Strategic alliances are all about the collaboration of companies, or even individual people, with complimentary resources and capabilities to achieve, together, more than they could separately. It is important that the relationships formed are in line with an organisation’s own strategy and direction and the potential benefits are huge. Market entry, risk sharing and expenses are among such benefits. In terms of innovation, the shared expertise, with each organisation bringing different skills and ideas to the table, is where the most extraordinary shifts can be made by strategic alliances.

We have focused on creating strategic alliances this year and the results have been greater than any of us could have imagined. The key is to find the mutual opportunities and create win-win situations. The parties are then dedicated to the relationship and working together to push the boundaries. It is important to keep pushing forward too.

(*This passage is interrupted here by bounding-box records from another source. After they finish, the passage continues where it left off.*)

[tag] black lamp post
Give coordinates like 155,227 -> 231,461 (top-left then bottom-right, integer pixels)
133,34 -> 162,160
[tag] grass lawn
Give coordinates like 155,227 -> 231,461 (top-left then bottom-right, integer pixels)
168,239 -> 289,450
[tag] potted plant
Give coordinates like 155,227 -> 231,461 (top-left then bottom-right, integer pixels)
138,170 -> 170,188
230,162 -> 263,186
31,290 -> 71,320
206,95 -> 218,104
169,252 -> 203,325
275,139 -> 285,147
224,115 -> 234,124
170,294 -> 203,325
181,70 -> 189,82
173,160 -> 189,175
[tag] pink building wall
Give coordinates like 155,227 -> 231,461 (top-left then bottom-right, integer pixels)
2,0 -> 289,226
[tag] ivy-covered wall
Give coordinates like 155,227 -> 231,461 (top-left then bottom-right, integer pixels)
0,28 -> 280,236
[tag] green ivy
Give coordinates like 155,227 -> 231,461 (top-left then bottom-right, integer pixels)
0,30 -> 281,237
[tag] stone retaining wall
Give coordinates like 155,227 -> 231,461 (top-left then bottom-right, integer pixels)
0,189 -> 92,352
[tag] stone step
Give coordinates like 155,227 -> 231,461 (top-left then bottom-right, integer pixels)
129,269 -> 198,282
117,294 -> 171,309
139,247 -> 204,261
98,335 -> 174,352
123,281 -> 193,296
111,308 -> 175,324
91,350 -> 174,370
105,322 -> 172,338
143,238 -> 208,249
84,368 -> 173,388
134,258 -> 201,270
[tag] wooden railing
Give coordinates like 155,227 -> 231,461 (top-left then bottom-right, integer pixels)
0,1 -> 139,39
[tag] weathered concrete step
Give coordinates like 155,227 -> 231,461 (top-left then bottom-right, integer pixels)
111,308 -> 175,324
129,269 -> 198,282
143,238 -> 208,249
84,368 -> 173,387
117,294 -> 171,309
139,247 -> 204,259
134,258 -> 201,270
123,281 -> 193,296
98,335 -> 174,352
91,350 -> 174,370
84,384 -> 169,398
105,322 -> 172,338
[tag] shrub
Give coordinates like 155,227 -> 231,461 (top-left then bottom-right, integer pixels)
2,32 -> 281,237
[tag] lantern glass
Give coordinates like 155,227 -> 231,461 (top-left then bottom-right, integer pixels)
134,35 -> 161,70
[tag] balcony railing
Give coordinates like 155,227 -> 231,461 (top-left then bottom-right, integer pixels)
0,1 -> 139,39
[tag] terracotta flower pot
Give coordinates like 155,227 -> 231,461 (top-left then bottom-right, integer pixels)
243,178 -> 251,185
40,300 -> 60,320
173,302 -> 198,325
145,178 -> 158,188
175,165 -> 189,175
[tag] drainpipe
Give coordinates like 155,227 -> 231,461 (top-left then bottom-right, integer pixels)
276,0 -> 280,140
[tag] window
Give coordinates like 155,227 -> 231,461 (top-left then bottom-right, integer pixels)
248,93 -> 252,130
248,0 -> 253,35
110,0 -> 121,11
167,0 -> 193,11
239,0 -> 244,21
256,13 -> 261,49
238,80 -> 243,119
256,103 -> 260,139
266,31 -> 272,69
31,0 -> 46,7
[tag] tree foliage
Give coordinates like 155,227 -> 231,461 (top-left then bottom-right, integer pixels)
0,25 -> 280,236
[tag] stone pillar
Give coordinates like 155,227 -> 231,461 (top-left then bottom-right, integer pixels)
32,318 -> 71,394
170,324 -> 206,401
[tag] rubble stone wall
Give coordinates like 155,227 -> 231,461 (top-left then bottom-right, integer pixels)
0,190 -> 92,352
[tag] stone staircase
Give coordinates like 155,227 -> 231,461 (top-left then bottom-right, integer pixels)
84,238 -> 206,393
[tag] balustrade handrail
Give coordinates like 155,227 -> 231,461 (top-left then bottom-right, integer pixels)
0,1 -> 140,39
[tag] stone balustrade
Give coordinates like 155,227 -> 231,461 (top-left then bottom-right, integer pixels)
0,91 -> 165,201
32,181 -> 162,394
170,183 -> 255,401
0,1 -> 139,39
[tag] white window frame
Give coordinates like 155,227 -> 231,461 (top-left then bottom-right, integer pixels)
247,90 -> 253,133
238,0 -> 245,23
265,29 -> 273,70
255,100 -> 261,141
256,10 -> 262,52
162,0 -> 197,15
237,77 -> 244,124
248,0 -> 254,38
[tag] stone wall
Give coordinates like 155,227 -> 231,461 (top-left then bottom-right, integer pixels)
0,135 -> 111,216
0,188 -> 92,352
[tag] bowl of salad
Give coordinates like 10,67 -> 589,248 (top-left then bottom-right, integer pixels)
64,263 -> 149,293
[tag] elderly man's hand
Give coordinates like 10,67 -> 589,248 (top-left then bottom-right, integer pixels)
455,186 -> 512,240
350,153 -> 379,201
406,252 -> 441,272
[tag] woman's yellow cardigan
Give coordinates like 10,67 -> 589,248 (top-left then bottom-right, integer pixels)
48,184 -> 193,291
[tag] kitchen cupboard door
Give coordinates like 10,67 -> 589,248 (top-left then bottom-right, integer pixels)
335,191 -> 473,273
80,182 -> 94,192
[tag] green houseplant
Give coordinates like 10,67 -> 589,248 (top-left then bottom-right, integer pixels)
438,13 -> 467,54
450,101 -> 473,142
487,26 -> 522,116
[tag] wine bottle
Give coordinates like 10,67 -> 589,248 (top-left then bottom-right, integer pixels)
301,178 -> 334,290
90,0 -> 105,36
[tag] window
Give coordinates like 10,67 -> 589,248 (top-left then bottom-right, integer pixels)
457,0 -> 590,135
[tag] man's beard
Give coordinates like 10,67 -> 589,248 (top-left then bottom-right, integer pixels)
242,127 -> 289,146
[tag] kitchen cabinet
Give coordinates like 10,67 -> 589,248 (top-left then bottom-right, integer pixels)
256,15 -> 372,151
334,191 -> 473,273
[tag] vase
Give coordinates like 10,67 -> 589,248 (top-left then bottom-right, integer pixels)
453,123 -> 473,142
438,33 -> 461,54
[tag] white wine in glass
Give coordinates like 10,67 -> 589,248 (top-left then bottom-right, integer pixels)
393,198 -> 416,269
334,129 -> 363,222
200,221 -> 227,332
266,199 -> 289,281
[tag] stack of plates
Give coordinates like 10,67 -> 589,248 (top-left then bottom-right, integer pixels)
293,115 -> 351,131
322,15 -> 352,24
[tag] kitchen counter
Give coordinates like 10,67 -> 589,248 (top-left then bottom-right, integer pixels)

Meetings are not meant to get longer nor the decisions slower. Strategic alliances are about being fast thinking and rapid moving to be innovative and gain competitive advantage. It is about setting the standard, the creation of new ideas and leading the way. The approach particularly suits fast growing companies but long established companies, such as Toshiba, often have a company culture of collaboration that has proved sustainable.  

Toshiba‘s main business is infrastructure, consumer products, electronic devices and components. They firmly believe that a company cannot achieve everything by itself. Their approach is to develop relationships with partners who have different technologies. For example, they formed a relationship with Apple to develop multimedia computer products. Whilst Apple’s strength lay in software technology, Toshiba had a great deal of manufacturing expertise. Interestingly, even on a local level in Japan, Toshiba is a part of group of companies whom all have interlocking business relationships and shareholdings. This set up became incredibly common in Japan post World War II and is known as a keiretsu.

Whilst the true keiretsu model hasn’t appeared outside Japan, many non-Japanese businesses are described as keiretsu such as the Virgin Group, Tata Group and Cisco Systems. These companies are always associated with innovation, breaking boundaries, and prosperity. And I’m sure Mr Branson doesn’t employ little elves to achieve all that success.